Datastream은 순서를 보장하지 않지만 각 이벤트에 전체 데이터 행과 데이터가 소스에 기록된 타임스탬프가 포함됩니다. BigQuery에서는 잘못된 순서의 이벤트가 올바른 순서로 자동 병합됩니다. BigQuery는 이벤트 메타데이터 및 내부 변경 시퀀스 넘버(CSN)를 사용하여 이벤트를 올바른 순서로 테이블에 적용합니다. Cloud Storage의 경우 동시에 발생하는 이벤트는 파일 두 개 이상에 걸쳐 있을 수 있습니다.
잘못된 순서로 생성되는 이벤트는 스트림이 시작될 때 만드는 데이터의 초기 백필을 위해 이벤트가 백필되는 경우 발생하도록 설계된 것입니다.
소스별로 순서가 추론될 수 있습니다.
소스
설명
MySQL
초기 백필의 일부인 이벤트는 mysql-backfill로 시작하는 read_method 필드를 갖습니다. 순서에 관계없이 소비될 수 있으므로 백필 내에서 이벤트가 수신되는 순서에는 의미가 없습니다.

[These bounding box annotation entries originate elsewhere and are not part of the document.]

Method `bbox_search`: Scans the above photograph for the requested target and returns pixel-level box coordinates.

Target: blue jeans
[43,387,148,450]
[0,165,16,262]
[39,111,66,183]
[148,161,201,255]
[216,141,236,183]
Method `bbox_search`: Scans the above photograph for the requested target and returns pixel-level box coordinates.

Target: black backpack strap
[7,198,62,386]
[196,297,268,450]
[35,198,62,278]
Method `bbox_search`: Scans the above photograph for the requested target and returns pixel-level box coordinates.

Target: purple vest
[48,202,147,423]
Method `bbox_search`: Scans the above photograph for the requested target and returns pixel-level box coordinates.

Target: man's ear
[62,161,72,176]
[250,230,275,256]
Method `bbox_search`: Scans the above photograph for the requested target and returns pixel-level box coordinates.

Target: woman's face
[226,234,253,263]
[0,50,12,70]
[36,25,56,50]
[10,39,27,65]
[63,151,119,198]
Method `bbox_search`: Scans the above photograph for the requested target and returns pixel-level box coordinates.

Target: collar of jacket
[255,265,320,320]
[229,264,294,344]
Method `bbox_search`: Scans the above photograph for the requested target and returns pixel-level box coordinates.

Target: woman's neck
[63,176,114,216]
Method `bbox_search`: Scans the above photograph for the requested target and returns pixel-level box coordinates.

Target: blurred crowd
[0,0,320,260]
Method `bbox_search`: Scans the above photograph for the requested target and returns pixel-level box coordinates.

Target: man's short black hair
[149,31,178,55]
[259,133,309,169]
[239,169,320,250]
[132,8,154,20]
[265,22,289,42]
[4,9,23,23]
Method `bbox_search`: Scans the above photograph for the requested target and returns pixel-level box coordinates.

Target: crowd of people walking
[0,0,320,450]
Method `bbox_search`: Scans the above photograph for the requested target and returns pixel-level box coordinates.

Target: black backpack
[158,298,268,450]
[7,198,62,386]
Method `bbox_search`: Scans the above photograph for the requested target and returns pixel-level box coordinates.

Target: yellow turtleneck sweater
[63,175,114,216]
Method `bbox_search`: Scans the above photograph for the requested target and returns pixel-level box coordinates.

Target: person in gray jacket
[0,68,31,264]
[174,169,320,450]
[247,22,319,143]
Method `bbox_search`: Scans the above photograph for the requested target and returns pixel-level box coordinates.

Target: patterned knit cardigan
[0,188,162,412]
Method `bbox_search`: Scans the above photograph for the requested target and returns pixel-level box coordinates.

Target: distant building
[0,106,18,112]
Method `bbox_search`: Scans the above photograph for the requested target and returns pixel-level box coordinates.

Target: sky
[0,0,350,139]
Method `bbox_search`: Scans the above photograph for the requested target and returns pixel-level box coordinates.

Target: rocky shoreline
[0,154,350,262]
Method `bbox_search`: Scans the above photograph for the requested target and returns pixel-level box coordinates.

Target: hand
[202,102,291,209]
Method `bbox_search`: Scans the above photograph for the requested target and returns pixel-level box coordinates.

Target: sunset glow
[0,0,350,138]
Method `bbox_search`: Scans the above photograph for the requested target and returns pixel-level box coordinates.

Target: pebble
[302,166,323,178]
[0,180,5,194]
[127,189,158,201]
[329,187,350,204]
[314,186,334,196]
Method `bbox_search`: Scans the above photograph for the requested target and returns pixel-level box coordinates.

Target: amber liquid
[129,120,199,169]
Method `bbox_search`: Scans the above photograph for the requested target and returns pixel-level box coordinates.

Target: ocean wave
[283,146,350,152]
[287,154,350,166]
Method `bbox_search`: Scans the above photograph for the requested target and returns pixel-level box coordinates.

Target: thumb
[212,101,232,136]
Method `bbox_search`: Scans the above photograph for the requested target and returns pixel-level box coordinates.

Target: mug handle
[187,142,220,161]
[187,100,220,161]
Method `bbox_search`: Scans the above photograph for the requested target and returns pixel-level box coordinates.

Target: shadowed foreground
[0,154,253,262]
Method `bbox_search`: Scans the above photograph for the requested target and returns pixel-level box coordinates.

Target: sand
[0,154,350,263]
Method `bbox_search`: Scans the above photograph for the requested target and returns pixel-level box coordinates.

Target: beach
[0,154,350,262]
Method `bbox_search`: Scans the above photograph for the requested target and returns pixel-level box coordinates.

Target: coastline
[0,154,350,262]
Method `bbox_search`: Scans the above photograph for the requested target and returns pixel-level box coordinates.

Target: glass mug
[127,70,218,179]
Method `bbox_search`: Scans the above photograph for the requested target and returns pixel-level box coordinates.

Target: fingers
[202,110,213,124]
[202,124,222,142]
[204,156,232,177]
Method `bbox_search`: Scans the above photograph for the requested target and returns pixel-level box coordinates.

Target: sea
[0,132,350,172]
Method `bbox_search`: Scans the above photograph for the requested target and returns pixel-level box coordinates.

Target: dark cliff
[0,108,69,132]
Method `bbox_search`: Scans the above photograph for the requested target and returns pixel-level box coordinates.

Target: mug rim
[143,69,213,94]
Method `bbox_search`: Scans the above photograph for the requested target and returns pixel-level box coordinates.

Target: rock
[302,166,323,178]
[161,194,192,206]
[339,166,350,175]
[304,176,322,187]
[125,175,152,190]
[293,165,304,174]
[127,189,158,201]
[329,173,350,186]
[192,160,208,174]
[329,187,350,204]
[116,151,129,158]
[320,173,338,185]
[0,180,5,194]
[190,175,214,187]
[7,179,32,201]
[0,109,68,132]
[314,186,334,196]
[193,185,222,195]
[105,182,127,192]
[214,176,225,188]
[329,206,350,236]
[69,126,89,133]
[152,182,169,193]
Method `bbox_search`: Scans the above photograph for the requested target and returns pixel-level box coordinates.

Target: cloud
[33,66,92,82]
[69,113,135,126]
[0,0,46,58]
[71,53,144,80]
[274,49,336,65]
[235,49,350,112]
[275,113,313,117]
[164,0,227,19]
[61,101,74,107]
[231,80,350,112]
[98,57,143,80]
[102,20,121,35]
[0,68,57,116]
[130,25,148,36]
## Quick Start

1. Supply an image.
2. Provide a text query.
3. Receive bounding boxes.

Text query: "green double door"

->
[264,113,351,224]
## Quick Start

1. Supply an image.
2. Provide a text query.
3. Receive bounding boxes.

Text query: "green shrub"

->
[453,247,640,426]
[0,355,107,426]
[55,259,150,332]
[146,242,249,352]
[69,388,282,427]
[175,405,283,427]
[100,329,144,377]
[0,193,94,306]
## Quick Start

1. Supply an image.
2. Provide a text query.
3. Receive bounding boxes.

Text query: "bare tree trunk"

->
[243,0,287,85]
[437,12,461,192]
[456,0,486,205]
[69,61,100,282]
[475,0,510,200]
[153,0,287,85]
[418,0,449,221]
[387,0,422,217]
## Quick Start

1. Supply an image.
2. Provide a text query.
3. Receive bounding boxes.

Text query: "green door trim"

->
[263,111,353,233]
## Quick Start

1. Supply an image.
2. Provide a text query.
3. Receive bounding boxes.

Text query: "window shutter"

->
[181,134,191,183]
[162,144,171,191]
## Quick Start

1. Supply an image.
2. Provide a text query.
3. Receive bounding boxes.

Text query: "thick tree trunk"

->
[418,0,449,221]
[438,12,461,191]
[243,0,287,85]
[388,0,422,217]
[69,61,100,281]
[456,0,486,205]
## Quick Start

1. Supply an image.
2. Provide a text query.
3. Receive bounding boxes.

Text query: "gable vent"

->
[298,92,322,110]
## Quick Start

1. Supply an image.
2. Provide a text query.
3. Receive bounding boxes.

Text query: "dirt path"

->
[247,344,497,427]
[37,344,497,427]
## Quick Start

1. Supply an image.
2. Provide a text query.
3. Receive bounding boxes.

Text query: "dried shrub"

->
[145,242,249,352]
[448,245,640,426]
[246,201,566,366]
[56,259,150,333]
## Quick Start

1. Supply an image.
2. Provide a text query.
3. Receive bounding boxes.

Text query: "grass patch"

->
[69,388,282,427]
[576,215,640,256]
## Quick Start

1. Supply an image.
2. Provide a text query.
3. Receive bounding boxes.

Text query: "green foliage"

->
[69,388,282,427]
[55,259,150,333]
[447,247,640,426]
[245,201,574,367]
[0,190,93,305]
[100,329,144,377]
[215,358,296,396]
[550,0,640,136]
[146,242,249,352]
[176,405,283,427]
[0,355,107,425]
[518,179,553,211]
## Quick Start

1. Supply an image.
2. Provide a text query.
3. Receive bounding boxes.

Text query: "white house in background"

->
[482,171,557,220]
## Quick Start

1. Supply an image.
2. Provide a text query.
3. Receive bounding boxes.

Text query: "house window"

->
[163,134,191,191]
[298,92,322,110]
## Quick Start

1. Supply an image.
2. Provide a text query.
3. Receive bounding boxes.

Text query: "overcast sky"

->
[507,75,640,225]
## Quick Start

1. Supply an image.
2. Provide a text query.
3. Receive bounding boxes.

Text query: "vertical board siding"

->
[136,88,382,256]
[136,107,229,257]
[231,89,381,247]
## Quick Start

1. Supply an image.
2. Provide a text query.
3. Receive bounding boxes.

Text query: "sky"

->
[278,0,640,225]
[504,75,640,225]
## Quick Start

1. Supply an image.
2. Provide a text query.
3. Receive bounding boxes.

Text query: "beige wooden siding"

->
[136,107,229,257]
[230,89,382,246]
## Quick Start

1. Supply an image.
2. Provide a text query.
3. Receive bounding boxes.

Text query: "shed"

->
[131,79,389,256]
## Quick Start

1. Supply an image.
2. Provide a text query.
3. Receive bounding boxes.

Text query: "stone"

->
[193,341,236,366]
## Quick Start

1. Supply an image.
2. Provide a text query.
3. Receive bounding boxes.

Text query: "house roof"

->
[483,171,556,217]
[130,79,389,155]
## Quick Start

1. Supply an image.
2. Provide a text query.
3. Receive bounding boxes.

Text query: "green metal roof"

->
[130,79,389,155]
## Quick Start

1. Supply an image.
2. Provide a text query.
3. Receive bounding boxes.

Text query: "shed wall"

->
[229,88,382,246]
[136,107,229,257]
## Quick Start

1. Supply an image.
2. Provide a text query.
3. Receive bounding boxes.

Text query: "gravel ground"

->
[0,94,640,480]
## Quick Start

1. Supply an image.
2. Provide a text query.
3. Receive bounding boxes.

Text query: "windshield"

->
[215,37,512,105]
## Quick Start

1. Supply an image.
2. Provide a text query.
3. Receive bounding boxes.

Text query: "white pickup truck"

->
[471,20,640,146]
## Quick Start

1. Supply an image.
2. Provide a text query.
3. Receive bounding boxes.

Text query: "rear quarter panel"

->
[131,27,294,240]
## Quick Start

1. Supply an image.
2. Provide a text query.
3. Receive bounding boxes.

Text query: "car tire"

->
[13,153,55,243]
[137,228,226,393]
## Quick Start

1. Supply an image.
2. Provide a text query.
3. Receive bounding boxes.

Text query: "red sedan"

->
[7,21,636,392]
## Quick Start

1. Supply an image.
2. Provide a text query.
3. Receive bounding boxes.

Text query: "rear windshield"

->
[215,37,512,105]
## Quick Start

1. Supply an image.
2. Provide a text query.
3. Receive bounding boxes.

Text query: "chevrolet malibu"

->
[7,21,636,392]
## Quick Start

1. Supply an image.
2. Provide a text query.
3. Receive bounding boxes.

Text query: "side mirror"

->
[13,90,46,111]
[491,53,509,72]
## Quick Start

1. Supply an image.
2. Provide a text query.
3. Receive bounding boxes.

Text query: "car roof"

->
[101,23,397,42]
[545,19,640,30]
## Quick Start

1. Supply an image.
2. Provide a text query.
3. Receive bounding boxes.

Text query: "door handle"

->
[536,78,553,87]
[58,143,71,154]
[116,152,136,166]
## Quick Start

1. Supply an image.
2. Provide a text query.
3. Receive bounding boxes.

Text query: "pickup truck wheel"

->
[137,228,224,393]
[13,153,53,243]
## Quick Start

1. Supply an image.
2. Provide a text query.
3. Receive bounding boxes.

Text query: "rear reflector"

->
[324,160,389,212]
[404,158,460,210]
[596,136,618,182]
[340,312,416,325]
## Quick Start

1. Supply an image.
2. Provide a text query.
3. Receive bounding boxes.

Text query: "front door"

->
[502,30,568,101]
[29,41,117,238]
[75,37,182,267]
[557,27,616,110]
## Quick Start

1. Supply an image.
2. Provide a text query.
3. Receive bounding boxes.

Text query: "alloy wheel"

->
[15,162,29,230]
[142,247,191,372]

source_timestamp 필드와 lsn(로그 시퀀스 번호) 필드의 조합을 통해 순서를 추론할 수 있습니다. 이 조합은 데이터베이스의 작업 순서를 식별하는 고유한 증분 번호를 제공합니다.
SQL Server
초기 백필의 일부인 이벤트는 sqlserver-backfill로 시작하는 read_method 필드를 갖습니다. 순서에 관계없이 소비될 수 있으므로 백필 내에서 이벤트가 수신되는 순서에는 의미가 없습니다.
진행 중인 복제의 일부인 이벤트는 read_method 필드가 sqlserver-cdc로 설정됩니다.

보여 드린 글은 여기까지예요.